Object.assign copies properties from one or more source objects into a target. Use an empty object as the target to get a copy, like the spread operator. Use the original object as the target to mutate it in place.

let game = {
name: 'Rust',
releaseYear: '2013',
}
// copy into a new object
let copy = Object.assign({}, game, { steamRating: 9 })
// or mutate the original
Object.assign(game, { steamRating: 9 })

Adding several properties at once

Both the spread operator and Object.assign take more than one property, so you can add a batch in a single step.
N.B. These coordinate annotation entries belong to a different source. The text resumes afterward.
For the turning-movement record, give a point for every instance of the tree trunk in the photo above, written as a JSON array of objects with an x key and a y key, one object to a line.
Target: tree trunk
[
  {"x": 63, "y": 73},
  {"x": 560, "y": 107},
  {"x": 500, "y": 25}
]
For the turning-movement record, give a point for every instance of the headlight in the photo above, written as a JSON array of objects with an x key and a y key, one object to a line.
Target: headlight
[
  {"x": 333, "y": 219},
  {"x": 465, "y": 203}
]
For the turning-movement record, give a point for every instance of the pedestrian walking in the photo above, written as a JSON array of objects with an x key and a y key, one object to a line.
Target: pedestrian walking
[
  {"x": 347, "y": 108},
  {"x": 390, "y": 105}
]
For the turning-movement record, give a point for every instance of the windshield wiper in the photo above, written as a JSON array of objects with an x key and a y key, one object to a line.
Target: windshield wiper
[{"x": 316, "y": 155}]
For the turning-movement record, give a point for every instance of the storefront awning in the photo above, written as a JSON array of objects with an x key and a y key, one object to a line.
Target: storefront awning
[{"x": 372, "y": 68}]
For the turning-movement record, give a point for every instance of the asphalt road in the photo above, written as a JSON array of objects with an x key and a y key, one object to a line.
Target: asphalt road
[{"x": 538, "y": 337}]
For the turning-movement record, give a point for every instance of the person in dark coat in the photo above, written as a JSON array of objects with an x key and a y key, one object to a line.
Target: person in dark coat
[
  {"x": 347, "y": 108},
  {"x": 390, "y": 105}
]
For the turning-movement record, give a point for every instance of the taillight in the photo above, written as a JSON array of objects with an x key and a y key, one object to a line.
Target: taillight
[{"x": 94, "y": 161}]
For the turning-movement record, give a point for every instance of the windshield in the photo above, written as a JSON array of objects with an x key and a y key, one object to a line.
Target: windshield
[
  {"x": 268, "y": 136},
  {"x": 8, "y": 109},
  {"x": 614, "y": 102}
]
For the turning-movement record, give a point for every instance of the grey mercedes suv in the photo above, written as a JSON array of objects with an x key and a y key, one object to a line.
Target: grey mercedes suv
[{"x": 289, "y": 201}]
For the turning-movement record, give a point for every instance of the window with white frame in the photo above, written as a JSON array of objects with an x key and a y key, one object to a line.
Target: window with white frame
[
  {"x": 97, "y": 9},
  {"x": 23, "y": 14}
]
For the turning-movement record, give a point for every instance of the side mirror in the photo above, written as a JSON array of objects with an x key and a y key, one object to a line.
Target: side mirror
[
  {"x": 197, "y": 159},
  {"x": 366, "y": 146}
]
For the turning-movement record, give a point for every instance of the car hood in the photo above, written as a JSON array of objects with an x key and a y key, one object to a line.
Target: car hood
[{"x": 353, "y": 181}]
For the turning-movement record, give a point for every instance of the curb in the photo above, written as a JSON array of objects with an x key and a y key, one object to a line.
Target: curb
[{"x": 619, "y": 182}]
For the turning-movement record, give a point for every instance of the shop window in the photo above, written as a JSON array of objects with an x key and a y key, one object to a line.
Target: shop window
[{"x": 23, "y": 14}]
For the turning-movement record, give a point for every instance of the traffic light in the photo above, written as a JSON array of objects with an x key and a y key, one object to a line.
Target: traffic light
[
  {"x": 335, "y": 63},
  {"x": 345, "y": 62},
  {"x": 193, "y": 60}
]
let game = { name: 'Rust' }
let updated = { ...game, releaseYear: '2013', steamRating: 9, multiplayer: true }

Conditionally adding a property

Sometimes you only want to add a property when a value exists. Spread a short-circuit expression: when the condition is false it spreads an empty object and adds nothing.

let isOnSale = true
let discount = 25
let game = {
name: 'Rust',
...(isOnSale && { discount }),
}
// game is { name: 'Rust', discount: 25 }
// if isOnSale were false, game would just be { name: 'Rust' }

Adding to a nested object

To add a property deeper in the object, spread the parent level so you do not lose its other keys.

let game = {
name: 'Rust',
details: { releaseYear: '2013' },
}
let updated = {
...game,
details: { ...game.details, steamRating: 9 },
}
// updated.details is { releaseYear: '2013', steamRating: 9 }

Adding a property in TypeScript

TypeScript objects are typed, so you cannot add a property the type does not declare. Define the property up front (optional with ? if it may be missing), and assignment works the same way.

interface Game {
name: string
releaseYear: string
steamRating?: number // optional
}
const game: Game = { name: 'Rust', releaseYear: '2013' }
game.steamRating = 9 // allowed because it is declared
// For a flexible shape, use an index signature:
interface FlexibleGame {
name: string
[key: string]: unknown
}
const g: FlexibleGame = { name: 'Rust' }
g.anything = 'is allowed'

Conclusion

Dot and bracket notation mutate the object directly, while the spread operator and Object.assign give you a copy. Reach for bracket notation or computed keys when the property name is dynamic, the spread short-circuit trick when a property is conditional, and an interface or index signature when you are in TypeScript.